As ridiculous as it may appear, the underwater scooter is effective and easy to use. The vehicle features an airtight dome that provides oxygen and a 180-degree view to passengers as they zip around the ocean floor. Training involves a 10-minute briefing, and then you’re off, making the vehicle ideal for people who want to explore the wonders of marine life but lack the requisite diving experience. Australians were early adopters of the technology and still offer tours of the Great Barrier Reef via Scuba Doo. So, if you don’t have a diving license, but you’re itching to scope out some marine life, the Scuba-doo is your newest (and maybe silliest) best friend.
Visit a museum
In the event that you do have a diving license and you’ve seen your fair share of the ocean floor, there’s a detour you may not have taken the last time you were in the Atlantic Ocean. While most divers seek out the depths in search of life untouched by human activity, the Museo Atlántico off the coast of the Spanish-owned Canary Islands takes a different twist on diving: It is Europe’s first underwater museum.

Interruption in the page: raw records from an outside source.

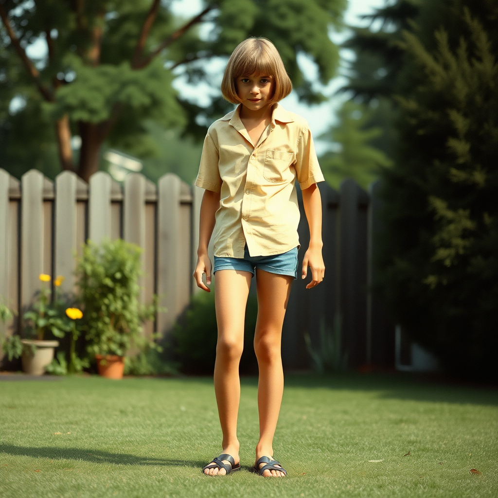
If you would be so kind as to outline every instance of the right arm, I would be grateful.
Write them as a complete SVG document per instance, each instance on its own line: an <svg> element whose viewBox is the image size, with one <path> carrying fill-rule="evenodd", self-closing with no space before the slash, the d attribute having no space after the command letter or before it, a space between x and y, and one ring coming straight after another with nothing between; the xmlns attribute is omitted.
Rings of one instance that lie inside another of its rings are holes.
<svg viewBox="0 0 498 498"><path fill-rule="evenodd" d="M208 292L210 292L211 290L202 281L202 274L206 273L206 282L210 285L211 261L208 255L208 245L215 228L215 214L219 207L220 193L205 190L201 203L197 264L194 272L194 278L198 287Z"/></svg>

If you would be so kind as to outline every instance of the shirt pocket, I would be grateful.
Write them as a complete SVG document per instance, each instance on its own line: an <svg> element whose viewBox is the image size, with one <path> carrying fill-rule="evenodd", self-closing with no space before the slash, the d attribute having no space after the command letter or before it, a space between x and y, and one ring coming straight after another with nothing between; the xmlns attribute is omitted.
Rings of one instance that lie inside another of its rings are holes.
<svg viewBox="0 0 498 498"><path fill-rule="evenodd" d="M287 179L285 173L288 170L294 154L280 150L268 149L264 160L263 177L272 183L282 183Z"/></svg>

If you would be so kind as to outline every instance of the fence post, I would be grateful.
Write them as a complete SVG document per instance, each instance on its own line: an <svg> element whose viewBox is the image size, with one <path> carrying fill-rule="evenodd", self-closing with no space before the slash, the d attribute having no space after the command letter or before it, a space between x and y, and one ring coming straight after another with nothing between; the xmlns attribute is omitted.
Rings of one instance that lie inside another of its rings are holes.
<svg viewBox="0 0 498 498"><path fill-rule="evenodd" d="M199 247L199 226L201 220L201 203L204 195L204 189L197 187L195 183L192 187L192 271L197 264L197 248ZM194 283L192 293L196 294L201 289Z"/></svg>
<svg viewBox="0 0 498 498"><path fill-rule="evenodd" d="M53 197L53 184L35 169L21 178L21 299L22 313L39 288L41 273L51 274L51 206L44 205Z"/></svg>
<svg viewBox="0 0 498 498"><path fill-rule="evenodd" d="M97 171L90 177L88 237L96 244L111 238L111 193L112 180L108 173Z"/></svg>
<svg viewBox="0 0 498 498"><path fill-rule="evenodd" d="M351 179L340 187L339 309L350 367L367 360L367 193Z"/></svg>
<svg viewBox="0 0 498 498"><path fill-rule="evenodd" d="M373 264L376 248L376 234L381 229L379 218L381 201L379 192L382 186L380 180L374 182L369 187L370 203L369 206L369 234L368 248L368 301L367 315L368 352L369 363L383 367L392 367L395 363L395 327L389 319L380 299L372 293L372 287L376 280Z"/></svg>
<svg viewBox="0 0 498 498"><path fill-rule="evenodd" d="M9 186L10 175L3 169L0 169L0 299L7 302L8 260L8 204ZM3 332L3 325L0 322L0 332Z"/></svg>
<svg viewBox="0 0 498 498"><path fill-rule="evenodd" d="M77 193L79 189L82 190L86 186L73 171L63 171L55 179L54 274L64 277L60 288L64 293L74 291L75 255L78 238Z"/></svg>
<svg viewBox="0 0 498 498"><path fill-rule="evenodd" d="M142 249L142 270L145 259L145 178L139 173L130 173L124 179L123 193L123 238ZM138 281L140 302L145 302L144 276Z"/></svg>
<svg viewBox="0 0 498 498"><path fill-rule="evenodd" d="M168 173L158 182L157 200L157 294L166 312L157 314L157 332L169 331L174 323L176 305L177 267L179 263L180 178Z"/></svg>

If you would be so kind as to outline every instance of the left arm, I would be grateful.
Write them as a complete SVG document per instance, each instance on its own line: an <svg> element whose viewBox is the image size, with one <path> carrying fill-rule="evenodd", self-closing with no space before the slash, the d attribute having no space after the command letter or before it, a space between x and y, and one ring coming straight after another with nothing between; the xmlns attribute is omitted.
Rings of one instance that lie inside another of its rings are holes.
<svg viewBox="0 0 498 498"><path fill-rule="evenodd" d="M322 256L322 197L316 183L312 184L302 191L304 212L308 220L310 229L310 245L303 259L302 278L305 278L308 266L311 270L312 280L307 289L318 285L323 280L325 274L325 265Z"/></svg>

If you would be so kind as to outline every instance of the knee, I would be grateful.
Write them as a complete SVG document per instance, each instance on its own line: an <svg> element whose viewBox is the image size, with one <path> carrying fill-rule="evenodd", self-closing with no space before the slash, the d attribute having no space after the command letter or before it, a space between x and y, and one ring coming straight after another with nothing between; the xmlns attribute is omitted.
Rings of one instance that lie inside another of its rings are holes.
<svg viewBox="0 0 498 498"><path fill-rule="evenodd" d="M219 338L216 355L229 361L240 360L244 344L241 341L229 338Z"/></svg>
<svg viewBox="0 0 498 498"><path fill-rule="evenodd" d="M254 338L254 351L259 362L269 363L280 357L280 341L268 335L261 334L259 337Z"/></svg>

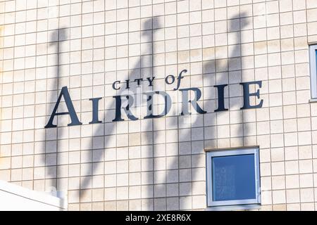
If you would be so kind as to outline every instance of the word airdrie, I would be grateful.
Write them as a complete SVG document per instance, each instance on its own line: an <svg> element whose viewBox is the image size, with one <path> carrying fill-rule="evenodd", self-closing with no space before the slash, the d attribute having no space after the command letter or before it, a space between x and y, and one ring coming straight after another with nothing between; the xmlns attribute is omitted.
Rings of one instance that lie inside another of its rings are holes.
<svg viewBox="0 0 317 225"><path fill-rule="evenodd" d="M204 110L200 105L198 104L199 100L201 97L201 91L199 88L197 87L189 87L185 89L179 89L180 86L180 81L183 77L182 74L186 72L187 70L182 70L178 77L175 79L175 77L173 75L168 75L166 77L166 82L168 84L172 84L176 79L178 80L178 84L176 88L174 89L174 91L178 91L181 92L182 96L182 103L181 103L181 112L180 115L189 115L190 114L189 109L190 107L193 108L196 112L199 114L204 114L207 112ZM148 82L149 86L153 85L153 82L154 80L154 77L147 77L147 80ZM139 85L140 79L137 82L137 85ZM126 81L127 82L127 81ZM125 88L129 88L129 82L128 80L128 83L126 82ZM113 88L114 89L119 89L120 82L116 81L113 84ZM259 89L256 89L256 92L250 93L250 85L257 85L259 86ZM128 85L128 87L127 87ZM243 105L240 108L241 110L244 109L250 109L250 108L261 108L263 105L263 100L261 100L259 103L257 105L251 105L250 104L250 97L255 96L258 99L260 98L260 89L262 86L261 81L254 81L249 82L242 82L240 83L240 85L242 86L243 89ZM214 110L214 112L221 112L221 111L227 111L228 108L225 106L225 88L228 86L228 84L220 84L215 85L215 87L217 89L218 94L218 108ZM191 99L189 98L189 94L194 94L190 95L193 96ZM143 119L149 119L149 118L158 118L166 116L168 112L170 111L172 106L172 101L170 96L165 91L149 91L143 93L143 95L145 96L147 99L147 114L144 115ZM154 96L161 96L164 100L163 104L163 110L161 112L161 113L155 114L154 112L154 105L156 105L154 102ZM58 108L59 103L61 103L61 98L63 98L65 100L65 103L67 107L67 112L57 112L57 110ZM125 114L127 117L131 120L137 120L138 117L135 117L133 113L131 112L130 108L133 106L135 102L135 96L132 94L123 94L113 96L114 101L116 102L116 116L112 120L113 122L116 121L123 121L125 120L123 118L123 112ZM92 101L92 121L89 122L89 124L97 124L102 122L98 118L98 111L99 111L99 101L102 98L89 98L89 100ZM125 103L125 106L123 106L123 103ZM77 116L76 112L75 110L74 106L73 105L72 100L70 98L70 96L68 92L68 89L67 86L63 86L61 89L61 93L57 99L56 103L53 109L53 112L49 117L49 122L44 127L45 128L50 127L56 127L56 125L53 124L54 119L55 116L58 115L68 115L70 117L71 122L68 124L68 126L75 126L75 125L81 125L82 123L79 120L78 117Z"/></svg>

Featuring more than 300 sculptures by artist, diver, and naturalist Jason deCaires Taylor, Museo Atlántico blends the fantastic, the divine, and the macabre. Pieces feature everything from men playing on a see-saw to Atlas shouldering the world, to a human gyre of more than 200 life-sized figures. The sculptures are made from high-density, pH-neutral concrete so that they don’t pose an ecological threat to the marine ecosystems. Rather, a number of the pieces have been extensively colonized by the local fauna.
Play a game of hockey
A day at the museum isn’t for everyone. And if risking your safety to territorial wildlife, pressure changes, and freak accidents isn't enough of a rush, why not throw some competitive team sports into the mix? The good news is that you’re not the only person to venture down this line of thinking.
Full disclosure: Underwater hockey doesn’t occur deep within the Mariana Trench. It is played in Olympic pools. Teams gear up in sets of goggles and flippers — without oxygen tanks, so you better be good at holding your breath. The puck is released into the center of the pool, and the game plays out similarly to its land-based variety. Players try to hit the puck to a goal at the opposite end with a 12-inch stick, returning to the surface for air when necessary. Believe it or not, underwater hockey is a popular sport in 36 different countries.